Advertisement

Rambling ‘Virtue’s’ Look at Virtual Reality Misses Its Mark

Share
TIMES STAFF WRITER

“Virtue” perversely manages to be imaginative but even more tedious and pretentious. Its maker, a young woman who calls herself, perhaps more appropriately than she intended, Camera Obscura, has hit upon a good idea to explore: the addictive aspect of computer technology and how it can be exploited for corporate or government control. Alas, she has chosen to tell her story mainly as a limp, rambling drag show, intercut with commentary from such cyberspace gurus as John Perry Barlow, the late Timothy Leary, William Gibson and R.U. Sirius.

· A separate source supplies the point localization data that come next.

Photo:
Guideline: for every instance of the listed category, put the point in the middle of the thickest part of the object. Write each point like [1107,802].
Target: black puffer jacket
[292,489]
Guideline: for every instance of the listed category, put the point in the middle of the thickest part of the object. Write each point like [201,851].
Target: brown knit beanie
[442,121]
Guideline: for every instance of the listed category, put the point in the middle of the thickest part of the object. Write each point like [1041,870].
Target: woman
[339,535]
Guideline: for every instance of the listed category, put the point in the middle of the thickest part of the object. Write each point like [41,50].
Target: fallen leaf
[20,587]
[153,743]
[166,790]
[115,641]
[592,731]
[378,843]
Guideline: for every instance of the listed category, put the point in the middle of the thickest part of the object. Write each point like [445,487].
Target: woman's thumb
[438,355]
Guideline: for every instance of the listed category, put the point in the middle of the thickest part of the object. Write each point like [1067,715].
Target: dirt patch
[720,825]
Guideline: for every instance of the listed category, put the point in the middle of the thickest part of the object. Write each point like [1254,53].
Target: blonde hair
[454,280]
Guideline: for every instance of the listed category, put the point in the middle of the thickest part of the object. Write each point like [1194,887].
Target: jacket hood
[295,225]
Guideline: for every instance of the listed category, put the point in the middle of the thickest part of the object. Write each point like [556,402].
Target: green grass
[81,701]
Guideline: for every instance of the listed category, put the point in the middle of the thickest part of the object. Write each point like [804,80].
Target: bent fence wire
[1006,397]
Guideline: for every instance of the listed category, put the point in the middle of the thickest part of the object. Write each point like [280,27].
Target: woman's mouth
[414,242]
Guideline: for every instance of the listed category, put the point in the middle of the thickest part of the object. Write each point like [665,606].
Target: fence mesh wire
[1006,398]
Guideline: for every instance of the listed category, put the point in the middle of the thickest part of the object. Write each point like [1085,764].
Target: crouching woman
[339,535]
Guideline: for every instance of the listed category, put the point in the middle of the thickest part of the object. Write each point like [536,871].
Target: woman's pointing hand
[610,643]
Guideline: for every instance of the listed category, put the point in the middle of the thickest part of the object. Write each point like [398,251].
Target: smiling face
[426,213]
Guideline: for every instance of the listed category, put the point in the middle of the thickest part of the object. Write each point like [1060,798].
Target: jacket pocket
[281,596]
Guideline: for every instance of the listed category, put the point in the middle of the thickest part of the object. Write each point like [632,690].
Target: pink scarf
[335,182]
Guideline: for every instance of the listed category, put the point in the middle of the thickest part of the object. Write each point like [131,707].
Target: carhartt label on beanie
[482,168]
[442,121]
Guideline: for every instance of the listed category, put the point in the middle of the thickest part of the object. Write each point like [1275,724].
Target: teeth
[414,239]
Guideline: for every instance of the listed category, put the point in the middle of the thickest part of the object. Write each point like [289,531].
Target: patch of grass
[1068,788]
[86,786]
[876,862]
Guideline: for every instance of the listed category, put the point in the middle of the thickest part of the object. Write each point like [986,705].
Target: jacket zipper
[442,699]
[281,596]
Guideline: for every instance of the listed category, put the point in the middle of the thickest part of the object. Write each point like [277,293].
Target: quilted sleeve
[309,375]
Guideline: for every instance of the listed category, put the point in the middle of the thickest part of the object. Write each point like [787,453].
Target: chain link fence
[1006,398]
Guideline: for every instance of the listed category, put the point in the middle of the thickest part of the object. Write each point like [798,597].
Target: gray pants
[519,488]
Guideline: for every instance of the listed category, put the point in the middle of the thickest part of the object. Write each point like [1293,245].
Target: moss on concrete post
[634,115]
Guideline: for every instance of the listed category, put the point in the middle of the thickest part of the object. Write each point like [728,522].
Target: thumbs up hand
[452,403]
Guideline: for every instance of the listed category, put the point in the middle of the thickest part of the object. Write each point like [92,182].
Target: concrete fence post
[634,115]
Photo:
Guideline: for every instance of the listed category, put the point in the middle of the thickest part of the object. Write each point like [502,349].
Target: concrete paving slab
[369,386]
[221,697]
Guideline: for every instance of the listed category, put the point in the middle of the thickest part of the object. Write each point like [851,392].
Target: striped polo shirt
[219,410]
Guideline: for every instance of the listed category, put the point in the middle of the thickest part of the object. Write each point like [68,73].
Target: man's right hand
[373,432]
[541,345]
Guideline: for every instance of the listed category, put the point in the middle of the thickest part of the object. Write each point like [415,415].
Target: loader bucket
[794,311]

Beneath a flourish of surreal effects lies a simple plot in this would-be dark comedy. A young woman, Hundee (Laura Milligan and, later, Connie Champagne) is so distraught over the autoerotic suicide of her husband that she begins a search for a computer program to replace him in a world of virtual reality. This takes her to a drag club, run by Trip (Phillip R. Ford), whose chip supplier is one Dr. Pluto (Timmy Spence). Be warned: Trip likes his fantasies “reality-based,” which means he enjoys footage on sex change operations and breast implants.

Popping in a series of chips in her virtual-reality goggles, Hundee zeros in on none other than Elvis Herselvis, the well-known female Presley impersonator. What Hundee is watching is a drag version of “Cinderella,” which casts her, as the viewer, in the title role and Elvis H. as the Handsome Prince with the glass slipper (only here it’s a combat boot.) Later on, San Francisco’s famous Sisters of Perpetual Indulgence stage one of their camp ritual orgies.

Advertisement

Obscura would actually seem to have lots on her mind about the world of technology, film and video history, cyberspace, Postmodernism, etc., but “Virtue” is so swiftly and lethally boring that her point that the pursuit of virtual reality inevitably becomes the pursuit of death gets lost along the way. “Virtue” is likely to connect only with the most dedicated cyberpunks.

* Unrated. Times guidelines: some X-rated-type moments and some nudity.

‘Virtue’

Laura Milligan and Connie Champagne: Hundee

Phillip R. Ford: Trip

Timmy Spence: Dr. Pluto

Miss X: As Herself

A Margin Films release. Writer-director Camera Obscura and others. Costumes Cricket Alexander, Held Over (San Francisco). Sound Steve Fisk, Clatter & Din (Seattle). Film editors Obscura, Phillip Lollar. Running time: 1 hour, 5 minutes.